In silico identification and crystal structure validation of caspase-3 inhibitors without a P1 aspartic acid moiety.

作者信息

Ganesan Rajkumar, Jelakovic Stjepan, Mittl Peer R E, Caflisch Amedeo, Grütter Markus G

机构信息

Department of Biochemistry, University of Zürich, Zürich, Switzerland.

出版信息

Acta Crystallogr Sect F Struct Biol Cryst Commun. 2011 Aug 1;67(Pt 8):842-50. doi: 10.1107/S1744309111018604. Epub 2011 Jul 13.

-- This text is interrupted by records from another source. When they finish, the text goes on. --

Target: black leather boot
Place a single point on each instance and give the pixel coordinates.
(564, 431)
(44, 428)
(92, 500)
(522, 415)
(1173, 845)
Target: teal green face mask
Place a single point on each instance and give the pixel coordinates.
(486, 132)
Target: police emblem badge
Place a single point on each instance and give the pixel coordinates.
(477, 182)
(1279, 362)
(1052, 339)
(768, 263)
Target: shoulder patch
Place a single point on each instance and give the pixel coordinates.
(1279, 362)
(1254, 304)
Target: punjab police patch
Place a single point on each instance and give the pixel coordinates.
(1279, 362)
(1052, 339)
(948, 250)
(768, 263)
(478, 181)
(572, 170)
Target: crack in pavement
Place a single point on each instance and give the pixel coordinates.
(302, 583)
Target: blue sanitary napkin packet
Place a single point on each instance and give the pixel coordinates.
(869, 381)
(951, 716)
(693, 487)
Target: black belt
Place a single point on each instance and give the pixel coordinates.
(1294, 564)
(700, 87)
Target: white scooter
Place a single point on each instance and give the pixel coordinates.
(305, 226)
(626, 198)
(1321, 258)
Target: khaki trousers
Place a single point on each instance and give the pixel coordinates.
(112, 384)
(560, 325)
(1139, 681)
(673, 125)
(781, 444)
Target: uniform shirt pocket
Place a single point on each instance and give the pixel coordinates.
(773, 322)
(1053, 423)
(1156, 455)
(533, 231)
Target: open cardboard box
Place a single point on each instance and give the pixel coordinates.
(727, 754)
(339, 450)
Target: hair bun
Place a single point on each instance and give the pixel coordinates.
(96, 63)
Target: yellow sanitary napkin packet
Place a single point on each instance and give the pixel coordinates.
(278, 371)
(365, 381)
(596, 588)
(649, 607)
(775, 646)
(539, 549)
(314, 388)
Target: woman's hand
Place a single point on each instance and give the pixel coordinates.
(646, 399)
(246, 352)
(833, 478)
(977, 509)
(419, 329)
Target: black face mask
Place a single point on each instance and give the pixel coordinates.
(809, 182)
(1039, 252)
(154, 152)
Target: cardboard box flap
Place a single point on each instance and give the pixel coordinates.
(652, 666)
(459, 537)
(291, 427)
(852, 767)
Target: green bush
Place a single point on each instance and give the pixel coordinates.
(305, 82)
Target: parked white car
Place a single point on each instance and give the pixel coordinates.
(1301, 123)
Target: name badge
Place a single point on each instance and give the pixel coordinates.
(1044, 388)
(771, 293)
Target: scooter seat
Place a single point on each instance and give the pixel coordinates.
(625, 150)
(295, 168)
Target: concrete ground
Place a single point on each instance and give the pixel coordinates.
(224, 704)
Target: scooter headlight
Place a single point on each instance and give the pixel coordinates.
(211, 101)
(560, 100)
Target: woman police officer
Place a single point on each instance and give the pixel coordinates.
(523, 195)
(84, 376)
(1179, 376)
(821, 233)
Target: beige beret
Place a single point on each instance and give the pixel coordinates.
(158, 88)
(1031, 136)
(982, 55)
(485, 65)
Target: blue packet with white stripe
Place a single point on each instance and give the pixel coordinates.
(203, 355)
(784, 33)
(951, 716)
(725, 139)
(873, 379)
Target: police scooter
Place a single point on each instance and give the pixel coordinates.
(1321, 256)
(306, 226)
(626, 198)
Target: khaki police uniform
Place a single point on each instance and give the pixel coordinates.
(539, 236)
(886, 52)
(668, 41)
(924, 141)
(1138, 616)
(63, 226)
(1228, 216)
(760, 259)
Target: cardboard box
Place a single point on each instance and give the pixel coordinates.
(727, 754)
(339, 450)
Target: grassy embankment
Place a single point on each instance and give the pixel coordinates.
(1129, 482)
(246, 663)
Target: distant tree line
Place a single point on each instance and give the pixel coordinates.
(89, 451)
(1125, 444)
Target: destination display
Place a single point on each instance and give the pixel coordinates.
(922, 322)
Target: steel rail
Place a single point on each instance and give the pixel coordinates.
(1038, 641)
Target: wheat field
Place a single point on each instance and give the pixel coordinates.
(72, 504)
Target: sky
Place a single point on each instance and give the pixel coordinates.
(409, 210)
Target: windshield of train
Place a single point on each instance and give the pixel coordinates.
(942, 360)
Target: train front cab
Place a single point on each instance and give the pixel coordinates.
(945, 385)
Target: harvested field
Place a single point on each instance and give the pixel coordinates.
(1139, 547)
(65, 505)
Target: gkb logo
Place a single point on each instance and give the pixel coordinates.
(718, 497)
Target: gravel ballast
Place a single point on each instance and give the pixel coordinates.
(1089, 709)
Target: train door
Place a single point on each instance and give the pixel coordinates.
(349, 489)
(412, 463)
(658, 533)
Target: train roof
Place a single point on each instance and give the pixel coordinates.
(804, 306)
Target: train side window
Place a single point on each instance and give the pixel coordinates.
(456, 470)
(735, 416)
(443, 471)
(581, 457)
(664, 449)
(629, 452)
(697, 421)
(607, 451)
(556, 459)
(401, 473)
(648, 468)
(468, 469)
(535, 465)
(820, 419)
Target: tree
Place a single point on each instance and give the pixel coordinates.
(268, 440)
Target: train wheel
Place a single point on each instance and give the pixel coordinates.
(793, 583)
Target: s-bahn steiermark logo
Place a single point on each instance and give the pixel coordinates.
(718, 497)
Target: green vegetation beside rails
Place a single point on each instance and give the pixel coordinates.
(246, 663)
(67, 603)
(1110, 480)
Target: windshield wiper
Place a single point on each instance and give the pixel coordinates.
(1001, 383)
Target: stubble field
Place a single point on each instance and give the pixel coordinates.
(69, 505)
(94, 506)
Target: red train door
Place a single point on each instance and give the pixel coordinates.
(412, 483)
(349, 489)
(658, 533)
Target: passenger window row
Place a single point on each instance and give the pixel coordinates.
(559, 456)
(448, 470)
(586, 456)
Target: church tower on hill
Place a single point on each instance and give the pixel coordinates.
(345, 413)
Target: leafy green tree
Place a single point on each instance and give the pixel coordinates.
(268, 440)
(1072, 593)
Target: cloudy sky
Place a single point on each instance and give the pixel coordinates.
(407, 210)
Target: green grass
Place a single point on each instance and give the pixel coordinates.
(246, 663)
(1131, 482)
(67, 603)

DOI:10.1107/S1744309111018604
PMID:21821879
原文链接:https://pmc.ncbi.nlm.nih.gov/articles/PMC3151112/
Abstract

Using a fragment-based docking procedure, several small-molecule inhibitors of caspase-3 were identified and tested and the crystal structures of three inhibitor complexes were determined. The crystal structures revealed that one inhibitor (NSC 18508) occupies only the S1 subsite, while two other inhibitors (NSC 89167 and NSC 251810) bind only to the prime part of the substrate-binding site. One of the major conformational changes observed in all three caspase-3-inhibitor complexes is a rotation of the Tyr204 side chain, which blocks the S2 subsite. In addition, the structural variability of the residues shaping the S1-S4 as well as the S1' subsites supports an induced-fit mechanism for the binding of the inhibitors in the active site. The high-resolution crystal structures reported here provide novel insights into the architecture of the substrate-binding site, which might be useful for the design of more potent caspase inhibitors.

摘要

通过基于片段的对接程序,鉴定并测试了几种半胱天冬酶-3的小分子抑制剂,并确定了三种抑制剂复合物的晶体结构。晶体结构表明,一种抑制剂(NSC 18508)仅占据S1亚位点,而另外两种抑制剂(NSC 89167和NSC 251810)仅与底物结合位点的主要部分结合。在所有三种半胱天冬酶-3-抑制剂复合物中观察到的主要构象变化之一是Tyr204侧链的旋转,它阻断了S2亚位点。此外,构成S1-S4以及S1'亚位点的残基的结构变异性支持抑制剂在活性位点结合的诱导契合机制。本文报道的高分辨率晶体结构为底物结合位点的结构提供了新的见解,这可能有助于设计更有效的半胱天冬酶抑制剂。